Dans les salons virtuels Internet que sont les forums (IRC, ICQ…) dédiés au piratage informatique, impossible d’identifier qui est de l’autre côté de l’écran, du clavier.

D’expérience et de mémoire de cyber-combattant, une source évoque le recrutement de pirates informatique du bout des lèvres.  A première vue, connaître son ennemi – comme le disait Sun Tzu – semble être la première raison des services, histoire de se renseigner sur les cyber-criminels.  Vision bien angélique et presque manichéenne de la réalité que me servait cette source pourtant au fait de la cyber-guerre qui s’amorce et des ses tenants et aboutissants.  A demi-mot voilà donc évoqué le recrutement de pirates pour réaliser des opérations d’espionnage et de sabotage voire de destruction massive.  Car destruction massive il peut y avoir lorsque l’on peut paralyser des pans complets de l’économie : infrastructure électrique mise en berne, réseaux de télécommunications indisponibles, distribution d’énergie perturbée…

Tout, absolument tout est aujourd’hui sinon connecté au monde extérieur par Internet au moins piloté par un ordinateur.  L’outil numérique devient donc un terrain de combat intéressant à plusieurs titres.  D’abord parce que les systèmes sont inter-opérables et souvent interconnectés.  Ensuite parce que les technologies mise en place sont souvent contrôlable à distance : pour le pire et pour le meilleur.  Mais aussi parce qu’au vu de l’hégémonie des constructeurs informatiques, il est assez facile de « véroler » un équipement sur la chaîne de fabrication.
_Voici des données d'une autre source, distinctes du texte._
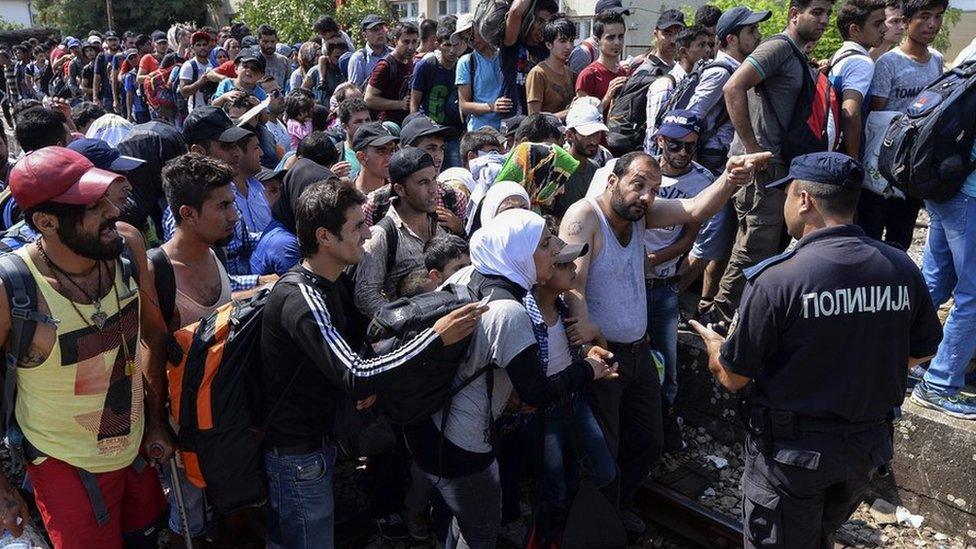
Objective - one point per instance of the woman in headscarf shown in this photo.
(502, 196)
(454, 448)
(277, 251)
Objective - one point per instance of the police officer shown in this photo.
(826, 333)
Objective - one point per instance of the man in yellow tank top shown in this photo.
(88, 395)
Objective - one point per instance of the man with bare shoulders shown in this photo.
(88, 394)
(609, 303)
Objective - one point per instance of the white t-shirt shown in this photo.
(559, 357)
(187, 77)
(687, 185)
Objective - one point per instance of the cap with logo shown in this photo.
(829, 168)
(371, 21)
(585, 118)
(610, 5)
(105, 156)
(670, 18)
(57, 174)
(408, 161)
(372, 134)
(678, 123)
(738, 17)
(422, 126)
(210, 123)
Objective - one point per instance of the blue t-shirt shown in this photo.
(486, 88)
(277, 251)
(436, 83)
(227, 85)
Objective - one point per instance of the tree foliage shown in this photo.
(77, 17)
(293, 19)
(831, 40)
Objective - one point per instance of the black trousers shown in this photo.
(799, 494)
(629, 411)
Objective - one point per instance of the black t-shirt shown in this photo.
(516, 61)
(309, 336)
(826, 330)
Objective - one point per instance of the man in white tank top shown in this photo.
(609, 303)
(198, 190)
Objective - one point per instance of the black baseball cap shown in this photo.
(670, 18)
(407, 161)
(738, 17)
(250, 54)
(210, 123)
(422, 126)
(371, 21)
(105, 156)
(610, 5)
(829, 168)
(371, 134)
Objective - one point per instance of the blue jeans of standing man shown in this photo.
(662, 328)
(949, 266)
(300, 494)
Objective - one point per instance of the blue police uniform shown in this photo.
(825, 332)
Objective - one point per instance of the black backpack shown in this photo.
(424, 386)
(627, 119)
(926, 152)
(806, 131)
(683, 92)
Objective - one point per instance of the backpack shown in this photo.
(682, 93)
(490, 16)
(156, 90)
(927, 151)
(213, 368)
(627, 118)
(426, 386)
(816, 103)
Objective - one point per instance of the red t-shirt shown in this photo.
(148, 63)
(595, 78)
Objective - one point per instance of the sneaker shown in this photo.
(633, 524)
(957, 405)
(416, 522)
(392, 528)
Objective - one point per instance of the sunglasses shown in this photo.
(676, 146)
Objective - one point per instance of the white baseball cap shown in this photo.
(585, 118)
(465, 23)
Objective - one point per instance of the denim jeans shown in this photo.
(476, 503)
(662, 328)
(300, 494)
(559, 475)
(949, 266)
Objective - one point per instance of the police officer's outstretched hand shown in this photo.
(740, 169)
(459, 323)
(14, 514)
(601, 361)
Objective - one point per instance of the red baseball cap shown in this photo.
(58, 174)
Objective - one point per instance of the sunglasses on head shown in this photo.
(675, 146)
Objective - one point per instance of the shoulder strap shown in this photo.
(392, 241)
(165, 281)
(21, 291)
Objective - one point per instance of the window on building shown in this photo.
(453, 7)
(406, 10)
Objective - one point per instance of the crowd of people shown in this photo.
(453, 153)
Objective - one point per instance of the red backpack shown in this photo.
(815, 124)
(156, 90)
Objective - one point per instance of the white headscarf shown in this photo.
(505, 246)
(497, 194)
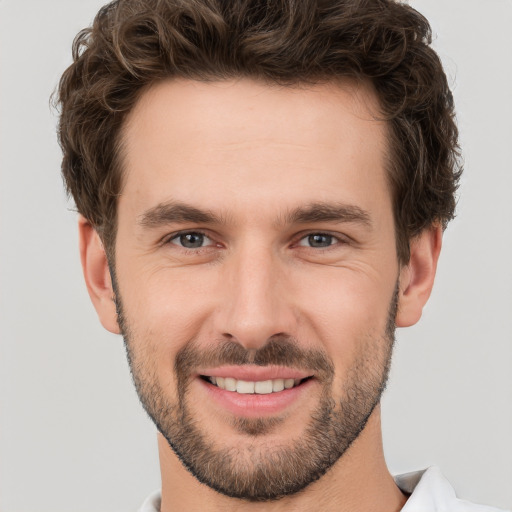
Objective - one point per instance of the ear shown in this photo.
(417, 278)
(97, 275)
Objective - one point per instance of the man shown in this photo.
(263, 188)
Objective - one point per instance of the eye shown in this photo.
(191, 240)
(318, 240)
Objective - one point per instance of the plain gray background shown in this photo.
(72, 434)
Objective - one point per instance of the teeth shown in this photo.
(244, 387)
(288, 383)
(262, 387)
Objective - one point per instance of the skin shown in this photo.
(251, 154)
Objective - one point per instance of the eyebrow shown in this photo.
(328, 212)
(167, 213)
(178, 212)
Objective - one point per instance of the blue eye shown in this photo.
(318, 240)
(191, 240)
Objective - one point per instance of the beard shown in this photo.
(261, 472)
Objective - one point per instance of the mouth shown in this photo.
(250, 387)
(257, 392)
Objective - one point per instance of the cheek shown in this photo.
(348, 309)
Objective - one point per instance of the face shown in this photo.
(256, 275)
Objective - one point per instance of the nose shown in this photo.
(255, 302)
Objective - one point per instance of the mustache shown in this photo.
(280, 350)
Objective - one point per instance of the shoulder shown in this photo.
(431, 492)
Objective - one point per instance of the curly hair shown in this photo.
(134, 43)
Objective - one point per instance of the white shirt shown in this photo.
(429, 490)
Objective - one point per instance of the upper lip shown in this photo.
(254, 373)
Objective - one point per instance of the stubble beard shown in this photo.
(265, 472)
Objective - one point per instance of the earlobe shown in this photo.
(97, 275)
(417, 278)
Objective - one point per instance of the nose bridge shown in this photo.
(254, 304)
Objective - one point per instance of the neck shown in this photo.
(359, 481)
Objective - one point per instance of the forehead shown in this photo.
(246, 144)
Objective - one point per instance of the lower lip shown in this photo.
(254, 405)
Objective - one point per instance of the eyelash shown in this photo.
(339, 240)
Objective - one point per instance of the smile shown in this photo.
(260, 387)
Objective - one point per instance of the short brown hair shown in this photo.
(133, 43)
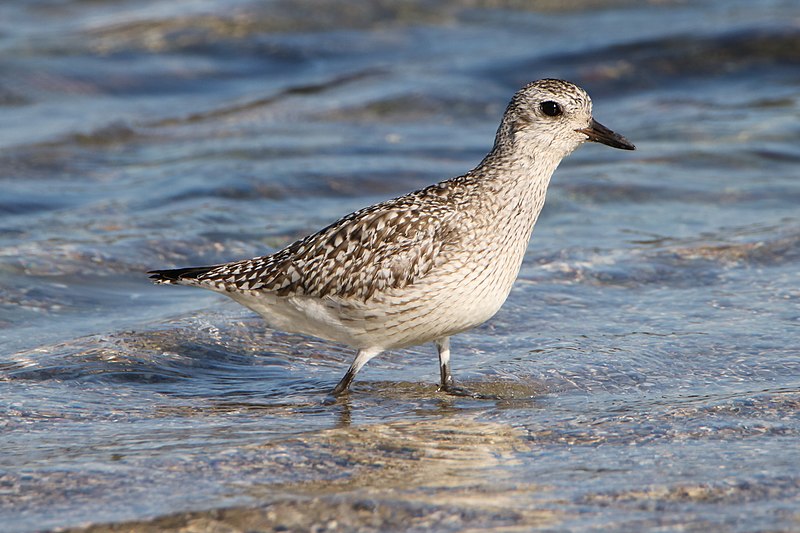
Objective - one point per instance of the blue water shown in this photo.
(647, 361)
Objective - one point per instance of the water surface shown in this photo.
(647, 360)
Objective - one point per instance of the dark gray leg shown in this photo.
(443, 347)
(361, 359)
(448, 384)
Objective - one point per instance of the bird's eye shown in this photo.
(551, 109)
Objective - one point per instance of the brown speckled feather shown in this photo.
(388, 245)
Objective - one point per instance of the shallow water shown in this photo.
(647, 362)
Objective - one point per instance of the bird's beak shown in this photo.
(599, 133)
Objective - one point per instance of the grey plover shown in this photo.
(429, 264)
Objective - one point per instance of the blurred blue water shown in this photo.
(655, 325)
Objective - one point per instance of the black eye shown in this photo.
(551, 109)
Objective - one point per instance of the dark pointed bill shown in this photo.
(599, 133)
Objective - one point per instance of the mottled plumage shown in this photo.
(426, 265)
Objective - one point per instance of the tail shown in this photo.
(179, 276)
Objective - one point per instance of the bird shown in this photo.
(427, 265)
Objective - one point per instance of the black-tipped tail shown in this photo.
(179, 275)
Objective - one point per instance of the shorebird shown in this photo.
(427, 265)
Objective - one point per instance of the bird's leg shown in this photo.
(443, 347)
(361, 359)
(448, 384)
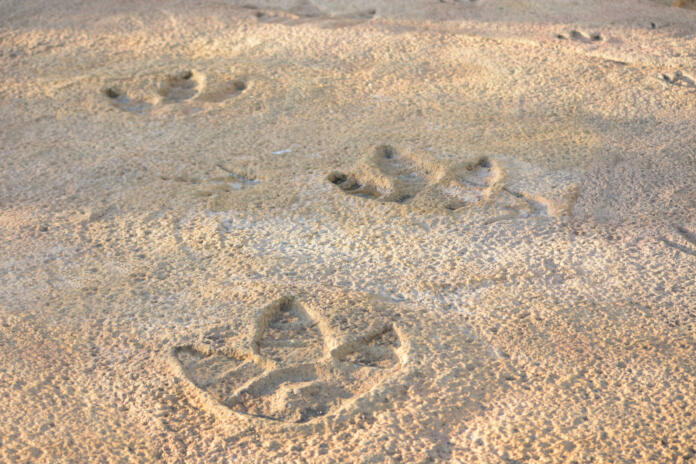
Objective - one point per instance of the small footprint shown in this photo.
(581, 36)
(289, 374)
(679, 79)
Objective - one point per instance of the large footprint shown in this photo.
(504, 187)
(177, 88)
(289, 374)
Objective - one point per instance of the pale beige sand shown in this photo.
(327, 231)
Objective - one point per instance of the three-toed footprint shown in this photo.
(505, 188)
(293, 371)
(177, 87)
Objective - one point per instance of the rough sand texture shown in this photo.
(327, 231)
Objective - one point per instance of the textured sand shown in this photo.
(327, 231)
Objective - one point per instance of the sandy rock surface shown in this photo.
(329, 231)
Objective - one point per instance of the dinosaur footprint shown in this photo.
(179, 87)
(288, 375)
(688, 237)
(396, 179)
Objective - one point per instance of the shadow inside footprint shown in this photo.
(288, 377)
(121, 101)
(580, 36)
(179, 87)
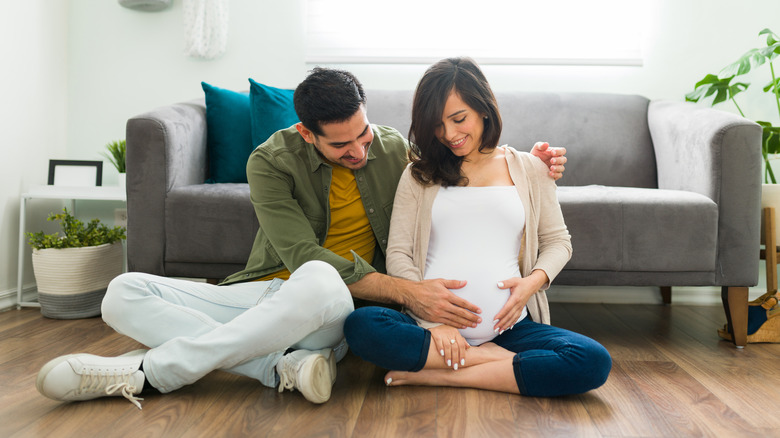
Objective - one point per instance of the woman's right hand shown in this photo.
(450, 345)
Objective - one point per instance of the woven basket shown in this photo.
(72, 281)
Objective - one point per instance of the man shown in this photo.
(322, 191)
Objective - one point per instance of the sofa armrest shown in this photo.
(166, 148)
(716, 154)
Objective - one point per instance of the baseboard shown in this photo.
(8, 297)
(690, 295)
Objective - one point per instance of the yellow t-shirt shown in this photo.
(349, 225)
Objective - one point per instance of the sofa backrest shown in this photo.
(606, 135)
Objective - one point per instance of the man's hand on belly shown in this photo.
(433, 301)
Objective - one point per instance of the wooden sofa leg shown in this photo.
(735, 303)
(666, 294)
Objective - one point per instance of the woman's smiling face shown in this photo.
(461, 127)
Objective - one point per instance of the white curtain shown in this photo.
(205, 28)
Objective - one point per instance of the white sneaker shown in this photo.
(310, 372)
(77, 377)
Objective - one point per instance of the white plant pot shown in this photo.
(72, 281)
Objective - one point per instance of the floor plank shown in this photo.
(671, 376)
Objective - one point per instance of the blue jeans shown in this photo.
(549, 361)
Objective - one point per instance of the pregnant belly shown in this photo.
(488, 297)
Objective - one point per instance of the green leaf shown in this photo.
(76, 234)
(751, 59)
(723, 89)
(770, 138)
(770, 87)
(771, 38)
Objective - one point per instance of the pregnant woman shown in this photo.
(470, 210)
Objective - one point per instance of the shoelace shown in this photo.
(287, 376)
(93, 382)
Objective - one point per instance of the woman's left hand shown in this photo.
(520, 290)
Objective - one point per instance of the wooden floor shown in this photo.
(671, 377)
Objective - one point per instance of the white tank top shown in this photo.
(475, 236)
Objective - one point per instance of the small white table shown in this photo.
(107, 193)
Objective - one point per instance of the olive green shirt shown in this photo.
(289, 184)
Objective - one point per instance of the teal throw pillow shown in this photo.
(229, 134)
(271, 109)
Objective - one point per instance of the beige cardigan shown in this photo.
(547, 240)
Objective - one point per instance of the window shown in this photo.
(566, 32)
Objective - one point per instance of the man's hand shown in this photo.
(433, 301)
(554, 158)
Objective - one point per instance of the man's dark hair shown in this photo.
(433, 162)
(327, 96)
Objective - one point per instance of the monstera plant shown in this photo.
(726, 85)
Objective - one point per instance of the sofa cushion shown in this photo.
(622, 229)
(606, 136)
(209, 223)
(228, 134)
(271, 109)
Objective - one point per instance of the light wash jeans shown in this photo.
(194, 328)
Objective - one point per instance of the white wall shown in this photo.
(33, 127)
(124, 62)
(121, 62)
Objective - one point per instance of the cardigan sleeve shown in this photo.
(554, 239)
(403, 223)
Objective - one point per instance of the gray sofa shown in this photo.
(655, 193)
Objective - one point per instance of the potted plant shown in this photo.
(115, 153)
(724, 86)
(73, 270)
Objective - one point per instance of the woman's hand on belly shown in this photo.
(520, 290)
(453, 353)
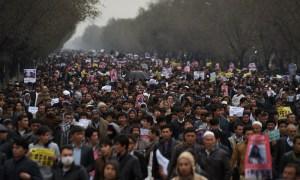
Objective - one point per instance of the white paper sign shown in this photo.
(83, 123)
(236, 111)
(162, 161)
(54, 101)
(33, 109)
(29, 75)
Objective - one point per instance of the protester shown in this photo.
(20, 167)
(67, 169)
(44, 142)
(129, 165)
(186, 167)
(109, 95)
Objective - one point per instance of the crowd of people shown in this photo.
(109, 117)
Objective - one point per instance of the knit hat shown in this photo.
(188, 156)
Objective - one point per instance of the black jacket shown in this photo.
(12, 169)
(166, 149)
(130, 168)
(75, 173)
(216, 165)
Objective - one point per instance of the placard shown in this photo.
(29, 75)
(258, 160)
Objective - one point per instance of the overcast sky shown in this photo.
(113, 9)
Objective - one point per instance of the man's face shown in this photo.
(246, 118)
(24, 123)
(18, 151)
(3, 136)
(131, 145)
(78, 137)
(68, 118)
(166, 133)
(190, 137)
(66, 153)
(45, 138)
(292, 131)
(289, 173)
(122, 120)
(209, 142)
(248, 134)
(239, 131)
(106, 150)
(119, 148)
(256, 129)
(297, 146)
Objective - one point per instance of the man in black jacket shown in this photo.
(66, 169)
(189, 144)
(129, 165)
(213, 160)
(166, 147)
(20, 167)
(83, 155)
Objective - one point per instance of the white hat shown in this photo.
(257, 123)
(208, 133)
(66, 93)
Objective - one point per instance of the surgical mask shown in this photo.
(68, 160)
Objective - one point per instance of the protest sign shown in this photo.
(274, 135)
(29, 75)
(236, 111)
(162, 161)
(258, 160)
(144, 134)
(33, 109)
(283, 111)
(42, 156)
(213, 77)
(113, 75)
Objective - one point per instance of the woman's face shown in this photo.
(110, 172)
(184, 167)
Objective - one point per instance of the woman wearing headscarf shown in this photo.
(186, 167)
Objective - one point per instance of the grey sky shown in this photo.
(113, 9)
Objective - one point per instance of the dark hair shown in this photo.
(214, 122)
(75, 129)
(90, 131)
(155, 131)
(236, 125)
(115, 164)
(189, 130)
(36, 121)
(123, 140)
(294, 165)
(21, 142)
(69, 147)
(247, 128)
(42, 130)
(107, 141)
(296, 138)
(166, 127)
(132, 137)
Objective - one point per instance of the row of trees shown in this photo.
(266, 32)
(32, 29)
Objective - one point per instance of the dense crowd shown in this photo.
(110, 117)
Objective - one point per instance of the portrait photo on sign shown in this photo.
(257, 154)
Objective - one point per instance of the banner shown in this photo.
(258, 160)
(29, 75)
(283, 111)
(236, 111)
(42, 156)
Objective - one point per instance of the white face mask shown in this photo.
(68, 160)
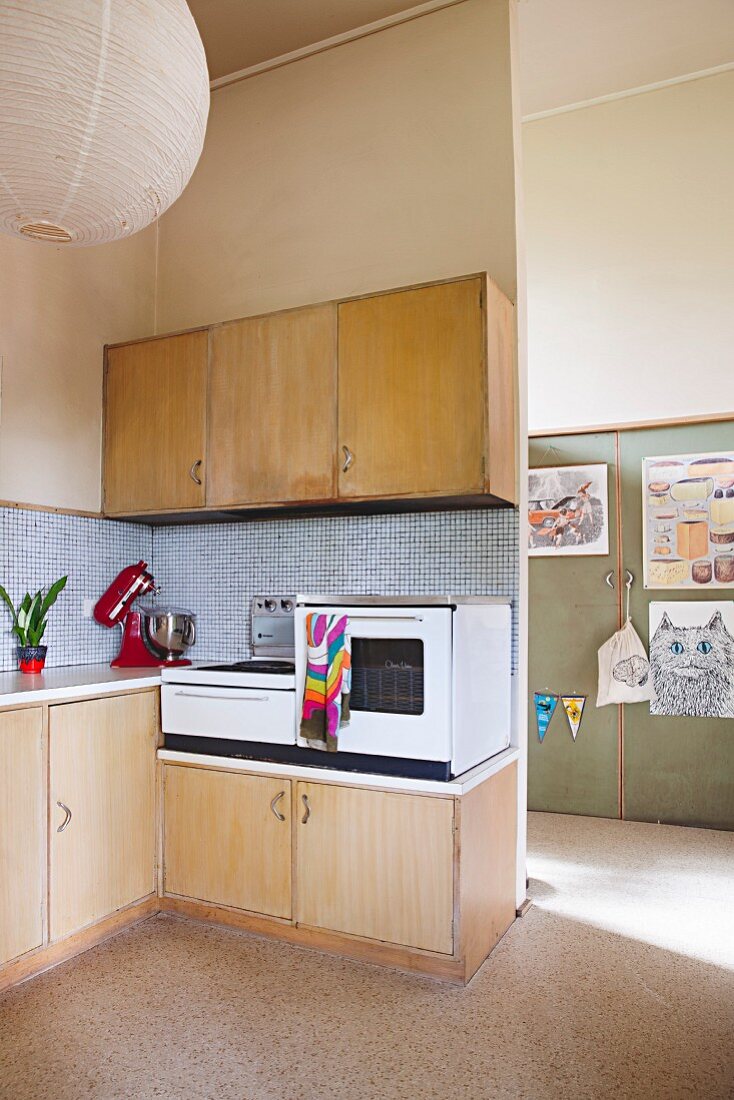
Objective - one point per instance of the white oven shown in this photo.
(430, 677)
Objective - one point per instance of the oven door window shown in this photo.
(387, 675)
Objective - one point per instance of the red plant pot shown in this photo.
(31, 659)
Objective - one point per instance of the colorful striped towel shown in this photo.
(328, 680)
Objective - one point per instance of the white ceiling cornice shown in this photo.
(337, 40)
(630, 91)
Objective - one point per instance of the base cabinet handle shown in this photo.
(66, 821)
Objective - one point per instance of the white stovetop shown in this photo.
(70, 682)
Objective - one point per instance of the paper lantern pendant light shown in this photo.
(103, 107)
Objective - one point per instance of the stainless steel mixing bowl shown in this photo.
(167, 631)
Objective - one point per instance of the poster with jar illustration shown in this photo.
(688, 520)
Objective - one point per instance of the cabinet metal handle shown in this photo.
(281, 794)
(234, 694)
(66, 810)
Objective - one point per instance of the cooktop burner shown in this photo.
(273, 668)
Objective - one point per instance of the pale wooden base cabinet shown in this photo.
(228, 839)
(77, 826)
(102, 809)
(22, 829)
(90, 843)
(418, 881)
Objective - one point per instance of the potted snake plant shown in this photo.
(29, 626)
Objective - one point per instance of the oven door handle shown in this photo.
(230, 693)
(386, 618)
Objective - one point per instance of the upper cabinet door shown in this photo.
(273, 408)
(155, 425)
(413, 393)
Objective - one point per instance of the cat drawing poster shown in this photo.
(692, 659)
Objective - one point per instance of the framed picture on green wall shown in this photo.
(688, 520)
(568, 510)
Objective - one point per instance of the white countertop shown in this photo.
(459, 785)
(72, 682)
(78, 681)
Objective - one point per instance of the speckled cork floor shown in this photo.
(617, 983)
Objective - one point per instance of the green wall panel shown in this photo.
(571, 613)
(676, 770)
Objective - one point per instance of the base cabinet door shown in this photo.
(102, 807)
(22, 828)
(378, 865)
(228, 839)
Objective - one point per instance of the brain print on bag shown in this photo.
(633, 672)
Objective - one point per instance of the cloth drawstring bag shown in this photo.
(624, 669)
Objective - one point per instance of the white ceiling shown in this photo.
(570, 50)
(578, 50)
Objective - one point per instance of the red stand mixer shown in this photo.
(152, 637)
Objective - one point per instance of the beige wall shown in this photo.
(57, 309)
(384, 162)
(381, 163)
(630, 241)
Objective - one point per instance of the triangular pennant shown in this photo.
(573, 706)
(545, 704)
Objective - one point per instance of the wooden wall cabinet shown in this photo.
(102, 807)
(22, 832)
(273, 409)
(228, 839)
(155, 400)
(406, 395)
(412, 393)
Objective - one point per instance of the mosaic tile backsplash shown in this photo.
(39, 547)
(216, 569)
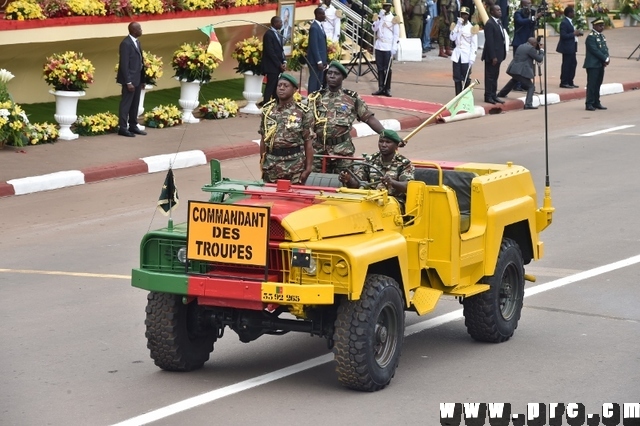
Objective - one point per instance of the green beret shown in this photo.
(391, 135)
(291, 79)
(340, 68)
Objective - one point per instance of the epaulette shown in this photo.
(350, 93)
(302, 106)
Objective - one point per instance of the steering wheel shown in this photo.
(361, 183)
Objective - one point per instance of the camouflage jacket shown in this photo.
(400, 169)
(335, 112)
(288, 127)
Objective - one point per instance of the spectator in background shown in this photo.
(596, 59)
(568, 47)
(331, 24)
(521, 70)
(131, 77)
(317, 58)
(493, 53)
(273, 60)
(524, 24)
(429, 17)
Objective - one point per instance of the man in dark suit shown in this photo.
(595, 60)
(317, 58)
(131, 77)
(568, 46)
(521, 70)
(273, 60)
(493, 53)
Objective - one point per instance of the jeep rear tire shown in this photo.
(175, 336)
(493, 316)
(368, 335)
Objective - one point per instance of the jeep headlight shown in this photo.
(312, 269)
(182, 255)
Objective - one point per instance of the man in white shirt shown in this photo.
(464, 55)
(387, 32)
(331, 24)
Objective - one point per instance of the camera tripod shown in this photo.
(359, 56)
(634, 51)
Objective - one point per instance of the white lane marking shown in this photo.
(47, 182)
(214, 395)
(612, 129)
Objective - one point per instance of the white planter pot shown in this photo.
(145, 89)
(252, 92)
(66, 107)
(189, 92)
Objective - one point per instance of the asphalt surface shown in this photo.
(95, 158)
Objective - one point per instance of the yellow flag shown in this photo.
(215, 48)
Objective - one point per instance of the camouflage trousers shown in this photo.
(335, 166)
(289, 167)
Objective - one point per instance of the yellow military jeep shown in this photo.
(343, 264)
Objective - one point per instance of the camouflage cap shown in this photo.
(339, 67)
(391, 135)
(291, 79)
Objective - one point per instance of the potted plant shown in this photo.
(70, 74)
(630, 12)
(193, 66)
(248, 53)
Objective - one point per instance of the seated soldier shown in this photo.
(397, 169)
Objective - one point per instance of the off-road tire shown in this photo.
(174, 337)
(368, 335)
(493, 316)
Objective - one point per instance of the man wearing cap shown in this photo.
(464, 55)
(387, 32)
(397, 169)
(335, 109)
(286, 127)
(595, 60)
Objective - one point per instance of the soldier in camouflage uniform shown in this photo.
(398, 170)
(335, 109)
(286, 126)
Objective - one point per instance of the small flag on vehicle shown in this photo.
(169, 196)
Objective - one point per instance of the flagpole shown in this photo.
(440, 111)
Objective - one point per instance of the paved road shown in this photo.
(73, 349)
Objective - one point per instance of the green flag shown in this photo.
(169, 196)
(462, 102)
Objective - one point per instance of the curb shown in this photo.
(159, 163)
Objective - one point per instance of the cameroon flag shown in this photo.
(215, 48)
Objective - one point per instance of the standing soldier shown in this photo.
(335, 109)
(286, 126)
(595, 61)
(464, 36)
(387, 33)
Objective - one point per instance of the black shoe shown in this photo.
(137, 131)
Rappelons dans ce dernier cas l’affaire de l’opérateur historique belge (BELGACOM) et de sa filiale BIC où des équipements réseaux ont été découverts complètement vérolés et à la merci de services étrangers.  Cette opération aurait notamment permis aux « intruders » de réaliser des écoutes téléphoniques de masse. Si l’on admet que  traficoter des équipements et en prendre le contrôle à distance est possible, l’on doit aussi admettre que le mettre en berne devient un jeu d’enfant.

Une question crucial se pose néanmoins : les services et états mesurent-ils le danger de faire appel à des éléments incontrôlables ?

On ne connaît pas vraiment les motivations des pirates informatiques !  Le goût de l’aventure, l’amour du danger et du risque, l’envie de faire avancer les choses, le challenge, l’argent … tout est bon pour s’octroyer le droit de pénétrer un système et d’en voler les données.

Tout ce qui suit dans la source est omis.